Manhattan’s super-chic SoHo retail district after the World Trade Center attack, attraction to retailers. Key factors behind the leasing revival are lower rents in the trendy area and continued strong foot traffic in the lower Broadway corridor, retail-leasing brokers said.
Heading the list of new tenants is Bloomingdale’s, which has signed a 49-year lease for the entire 124,000 square-foot space at 504 Broadway, currently the flagship of Canal Jeans, which is going out of business.

“If anything, this will help all of SoHo. There will be an anchor there,” said Newmark New Spectrum executive vice president Elliot Resnick. Resnick, along with Robert Pressman, now of Cushman & Wakefield Inc., represented Bloomingdale’s new landlord, 504 Broadway Realty LLC, in the deal announced last month. “I think is a wonderful turn for SoHo…I feel optimistic,” said Faith Hope Consolo, vice chairman of Garrick-Aug Store Leasing Inc. “It’s a possitive reinforcement of an era that’s had a whole lot of bad press. Things aren’t as bad as people think.”

Brokers noted that Bloomingdale’s new location opens up the neighborhood’s southern portion, which many mainstream retailers had shunned. “This will take a big step toward legitimizing that block, ” said Bruce Sinder president of Sinvin Realty, which has its offices in SoHo. Bloomingdale’s lease followes moves by Levi’s, Crate & Barrel and H & M.

In the months immediately after Sept. 11, 2001, attack, tourists and out-of-town customers all but disapeared and sales slumped in the area. Some retailers closed their doors.

“I see that starting to turn around,” Sinder said. “Each week there are more people out there shopping. Weekends are getting busier.”
To be sure, the lower Broadway area always has had strong traffic that includes a broad cross section of customers.
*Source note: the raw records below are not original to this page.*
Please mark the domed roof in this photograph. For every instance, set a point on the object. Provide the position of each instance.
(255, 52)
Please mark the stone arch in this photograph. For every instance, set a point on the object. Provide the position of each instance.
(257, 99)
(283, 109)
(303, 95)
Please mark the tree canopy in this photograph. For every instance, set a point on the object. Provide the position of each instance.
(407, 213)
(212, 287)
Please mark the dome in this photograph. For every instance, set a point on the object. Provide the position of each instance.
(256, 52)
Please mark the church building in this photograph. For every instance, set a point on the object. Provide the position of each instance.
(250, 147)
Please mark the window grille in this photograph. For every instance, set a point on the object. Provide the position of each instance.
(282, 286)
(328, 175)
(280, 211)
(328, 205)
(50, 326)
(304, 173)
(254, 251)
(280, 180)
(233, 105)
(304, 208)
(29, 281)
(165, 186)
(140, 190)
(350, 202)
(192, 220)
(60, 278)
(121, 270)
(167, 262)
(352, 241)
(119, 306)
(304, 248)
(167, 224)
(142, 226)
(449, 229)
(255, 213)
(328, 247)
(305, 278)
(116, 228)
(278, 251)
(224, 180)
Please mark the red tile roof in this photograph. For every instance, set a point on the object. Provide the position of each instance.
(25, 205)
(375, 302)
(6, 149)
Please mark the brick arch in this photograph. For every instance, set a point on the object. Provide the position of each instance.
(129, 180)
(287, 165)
Side-streets retailers, home largely to fashion retailers, had been less fortunate, broker said.

Now, these side streets, among them Mercer, Greene and Wooster, “offer the best value,” said Robert Cohen, executive vice president of Robert K. Futterman & Associates, who recently brokered leases in the area for Sharper Image, the grown-ups’ toy store, inked a 10-year lease for 2,500 square at 98 Greene St. and adidas Originals, a new concept store operated by the footwear maker, opened in 3,700 square feet at 134-136 Wooster St. Agent Provocateur, a retailer of designer lingerie, moved into 2,200 square feet at 133 Mercer St.
The downturn in traffic has caused some landlords to rethink rents, whcih had been climbing before Sept. 11 as tony retailers, among them Chanel, Cartier, Louis Vuitton and Salvatore Ferragamo, sought stores in a neighborhood known as a home to artists and galleries.

“It made the landlords get realistic on what rents can be gotten for that neighborhood, ” Consolo said.

Now, rents are down to $250 per square foot from $400 to $500 before last year’s attack, she said.

Manhattan’s East 57th Street at Madison Avenue, by comparison, has the highest retail rents in the world at $700 per square foot, according to an annual survey by Cushman & Wakefield Inc.

“There are plenty of retailers willing to take advantage of [lower SoHo rentals],” Cohen said. “There is still a lot of business to be done down there.”